On a gorgeous night, some 4,000 people, dressed all in white, have come to dine in a public, yet secret place in New York's Bryant Park.
They have come for Diner en Blanc, an unusual pop-up event that takes place in 20 countries. The guests eat in splendor at a location they only learn about minutes before they arrive. The thousands wave white napkins to signal the beginning of the event.
They arrived at 6:30 in the evening last Wednesday, carting white tables and chairs, china, food, wine glasses and cutlery. This is the third year that Diner En Blanc has come to New York.
Laura Tyring, who has traveled down from White Plains, stands in a line with her friend, Monica Condor, rolling her cart as the queue moves slowly, carrying a big straw basket filled with supplies. She wears a white shirt, white pants and and a big, white, lacy, floppy hat. How long ago did she learn the secret location of this event?
"A minute," she says. "They gave us several locations where to meet."
Attendees are told to wear comfortable shoes and have a subway card. They meet a team leader who says,"follow me," and they don't learn the location until they are almost there.
Fitting more than 1,800 tables into Bryant Park means pushing every table very close together. The chaos of setting up flows into organization and beauty: fine white china; white napkins, sometimes folded into intricate designs, flowers -- white lilies and roses; little electric candles that would not blow out in a wind.
And, of course, the clothes: wedding dresses, styles from the '20s, people wearing white angel wings. Sandy Jarrett came here with her daughter, Michele.

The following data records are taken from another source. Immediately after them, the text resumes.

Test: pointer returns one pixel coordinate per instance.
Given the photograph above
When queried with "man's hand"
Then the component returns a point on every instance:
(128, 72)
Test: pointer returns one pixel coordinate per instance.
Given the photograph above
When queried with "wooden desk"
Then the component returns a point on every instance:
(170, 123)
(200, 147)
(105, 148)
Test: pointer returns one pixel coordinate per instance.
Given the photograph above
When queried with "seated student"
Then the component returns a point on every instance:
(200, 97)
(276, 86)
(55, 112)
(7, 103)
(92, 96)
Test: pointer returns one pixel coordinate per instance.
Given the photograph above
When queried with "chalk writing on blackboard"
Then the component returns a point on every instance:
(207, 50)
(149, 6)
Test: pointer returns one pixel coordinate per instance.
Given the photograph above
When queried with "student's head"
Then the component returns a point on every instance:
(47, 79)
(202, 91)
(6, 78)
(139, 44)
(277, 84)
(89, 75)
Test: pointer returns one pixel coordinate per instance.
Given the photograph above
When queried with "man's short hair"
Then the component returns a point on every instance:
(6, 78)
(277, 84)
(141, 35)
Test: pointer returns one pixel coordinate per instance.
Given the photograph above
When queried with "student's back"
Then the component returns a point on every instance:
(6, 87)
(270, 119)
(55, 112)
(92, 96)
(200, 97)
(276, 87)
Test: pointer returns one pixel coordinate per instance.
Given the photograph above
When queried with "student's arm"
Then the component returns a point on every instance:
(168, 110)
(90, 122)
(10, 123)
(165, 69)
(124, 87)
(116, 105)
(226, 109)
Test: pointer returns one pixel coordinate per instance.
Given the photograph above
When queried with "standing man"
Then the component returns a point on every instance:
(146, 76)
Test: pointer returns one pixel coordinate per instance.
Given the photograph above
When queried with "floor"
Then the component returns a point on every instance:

"It's all about the adventure," she says. "It's about lugging all the accoutrements to some unknown destination, and then getting there and seeing all these adventurers in white. It's magical."
The co-hosts of this New York event are Sandy Safi and Aymeric Pasquier, who also run the international organization. "It baffles me every time to see how much people invest into this," Safi says.
But she says it works because it's spontaneous and different, and it gets back to basic values we forget in the bustle of city life, "sharing a meal with friends, getting dressed up."
Diner en Blanc started 25 years ago, when Francois Pasquier, Aymeric's father, decided to hold a dinner party in the Bois de Bologne, a large public square in Paris. Since some guests were bringing along friends, he asked everyone to wear white so they would be able to spot each other easily.
These days, Safi says, Diner en Blanc takes place in 40 cities around the world. But interest exploded after New York hosted its first event three years ago, Safi says: Since then, some 400 cities that have requested Diner en Blanc to come to them.
Pasquier says part of the appeal is the effort that's required to participate.
"Most of the events now, you just pay a price and you're passive," he says. "In Diner en Blanc, it's [just] the opposite. You work a lot, you have to bring your own table, you have to bring your own chairs, so you commit, and you have to bring back your garbage. All this work is like an achievement, and you will see the joy of people tonight."
A few minutes later, I'm walking through the lines of white tables when an acquaintance, Leslie Brown, calls out to me. She is at a table for six, filled with glorious-looking food and several bottles of wine.
"What's on the menu," I ask? She tells me: salmon, an assortment of cheeses, roasted cauliflower and peas, a rice salad with portobello mushrooms, skewers of shrimp and, of course, lots of wine and desserts.
Then, just as I am about to leave, Brown says, "Are you going to sit down and eat with us? We have an extra plate. We have enough, and I have an extra knife and fork."
So I sit down on a very low box -- there are no extra chairs -- and take a skewer of lovely grilled shrimp and some of that portobello salad and a little of that dish of cauliflower and peas. And I join the conversation.
Next year, perhaps, I will have to find a really nice white dress.